Los restantes componentes del grupo también andaban distraídos y sin la alegría de días precedentes. Resultaba evidente que al señor Bello le había disgustado bastante el hallazgo de la famosa llave en su tienda y la señorita Torres, aunque cortés, no le ocultaba cierta frialdad.

Por el contrario, Oscar se mantenía con su viveza habitual y pudo entregar a Sara la nota, poniéndosela en su mano sin que los demás se percatasen. Quizá Eugenia encontrara sospechosa su aproximación, pero seguramente se calló porque, ¿de qué podía acusarles? Eran libres para confiarse cosas a la chita callando.

Y mientras tanto, al abrigo de los árboles, los dos «jaguares» mayores espiaban.

Los del Parador salieron en una ocasión para hacer una revisión de los muros, similar a la de la víspera. Debían de andar bastante despistados y se les notaba. Ni por asomo se les ocurría cuál era el medio utilizado por el ladrón para entrar en la casa.

Cuando ellos entraron en el Parador, salió el señor Albert para dar su acostumbrado paseo, en compañía de su anciano empleado. Como siempre, iba bien abrigado, con una manta cubriéndole las piernas. Y doña María y Ramona salieron tras él y, tras cambiar unas palabras, se dirigieron en dirección contraria, hacia el pueblo.
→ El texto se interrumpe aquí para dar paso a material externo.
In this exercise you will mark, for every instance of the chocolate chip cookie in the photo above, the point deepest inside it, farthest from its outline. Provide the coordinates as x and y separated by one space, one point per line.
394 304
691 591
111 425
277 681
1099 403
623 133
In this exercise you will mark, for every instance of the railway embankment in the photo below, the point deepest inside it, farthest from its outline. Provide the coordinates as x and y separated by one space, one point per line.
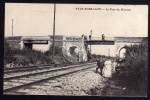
14 57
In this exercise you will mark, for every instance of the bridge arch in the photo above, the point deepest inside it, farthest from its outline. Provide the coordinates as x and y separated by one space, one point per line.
121 51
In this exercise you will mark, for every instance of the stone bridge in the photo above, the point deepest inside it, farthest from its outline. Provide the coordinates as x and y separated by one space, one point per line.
74 48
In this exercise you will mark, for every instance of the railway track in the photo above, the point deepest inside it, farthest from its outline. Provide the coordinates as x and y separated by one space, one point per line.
23 81
12 73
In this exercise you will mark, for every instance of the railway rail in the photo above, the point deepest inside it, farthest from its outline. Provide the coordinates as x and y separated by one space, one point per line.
36 78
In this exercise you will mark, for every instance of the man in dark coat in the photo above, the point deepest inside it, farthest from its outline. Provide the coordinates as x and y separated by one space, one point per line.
100 66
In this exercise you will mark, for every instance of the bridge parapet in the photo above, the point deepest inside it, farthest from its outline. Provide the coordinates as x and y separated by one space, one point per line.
100 38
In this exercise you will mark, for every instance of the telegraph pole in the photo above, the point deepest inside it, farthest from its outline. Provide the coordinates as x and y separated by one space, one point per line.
54 34
108 52
12 27
90 39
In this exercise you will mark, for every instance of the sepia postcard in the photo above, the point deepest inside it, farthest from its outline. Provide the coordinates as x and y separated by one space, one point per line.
75 49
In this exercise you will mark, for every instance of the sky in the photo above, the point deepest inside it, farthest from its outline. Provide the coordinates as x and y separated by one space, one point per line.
76 19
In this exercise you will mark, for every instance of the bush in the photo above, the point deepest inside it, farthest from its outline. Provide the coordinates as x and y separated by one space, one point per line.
135 77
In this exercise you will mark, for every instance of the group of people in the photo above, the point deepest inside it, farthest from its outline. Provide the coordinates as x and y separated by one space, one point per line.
106 67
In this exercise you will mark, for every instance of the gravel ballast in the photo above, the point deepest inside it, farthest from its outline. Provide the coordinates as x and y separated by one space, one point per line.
81 83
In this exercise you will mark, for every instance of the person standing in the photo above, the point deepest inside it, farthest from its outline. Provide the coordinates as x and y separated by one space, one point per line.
100 65
107 70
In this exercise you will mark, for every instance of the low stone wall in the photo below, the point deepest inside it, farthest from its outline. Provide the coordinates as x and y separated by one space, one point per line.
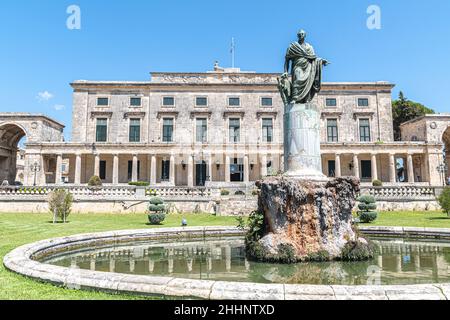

—¿Quién se queda y quién sigue? —preguntó Héctor.

Julio, que era comodón, no lo pensó ni un segundo:

—Ve tú y yo me quedo.

Héctor aguardó un rato prudencial, hasta que el inválido estuvo lejos y luego fue tras él, escondiéndose, ya entre los árboles o los matorrales. A veces el terreno aparecía pelado y tenía que reptar o dar un salto para ocultarse a tiempo.

El paseo del señor Albert no fue largo. Cuando Héctor se reunió con su compañero, explicó:

—Nada interesante… aunque los he tenido casi siempre al alcance de la vista.

—Pero sabrás hasta dónde han llegado.

—Sí, eso sí. ¿Y tú?

—Por aquí todo está tranquilo. Mira, ya vuelven la dueña y la cocinera.

—Julio… ¿y si nuestras sospechas están equivocadas? Esas dos mujeres pueden saber más de lo que aparentan.

—Entra en lo posible.

Vieron regresar al grupo juvenil, pero no intentaron acercarse. Cuando ellas iban a entrar en la casona, Oscar llamó a Sara:

—¿Quieres guardarme el balón? Esos pequeñarras me van a dejar sin él.

Ella lo tomó y se dirigió directamente a su habitación. Junto al balón, el pequeño le había hecho entrega de un puñado de estopa y un tubo de pegamín. Pegó la estopa en la pelota como si fuera el pelo de una cabeza y luego fue recortando una goma de borrar hasta darle cierta similitud con una nariz. Con el resto, compuso algo que a la luz no podría pasar por unos labios, pero que en la oscuridad quizá confundiera y los adhirió con el pegamín en el correspondiente lugar. Por último, con el resto de la estopa, añadió lo que podrían ser un par de hirsutas cejas.

—¡Uf, si Sara fuera así! —murmuró al completar su obra.

Acto seguido deshizo la cama y puso las mantas extendidas bajo ella y encima el balón-cabeza.

—Esperemos que salga bien, porque de lo contrario… Estas camas antiguas, tan altas, son malas para caerse de ellas, pero buenas para esconderse debajo.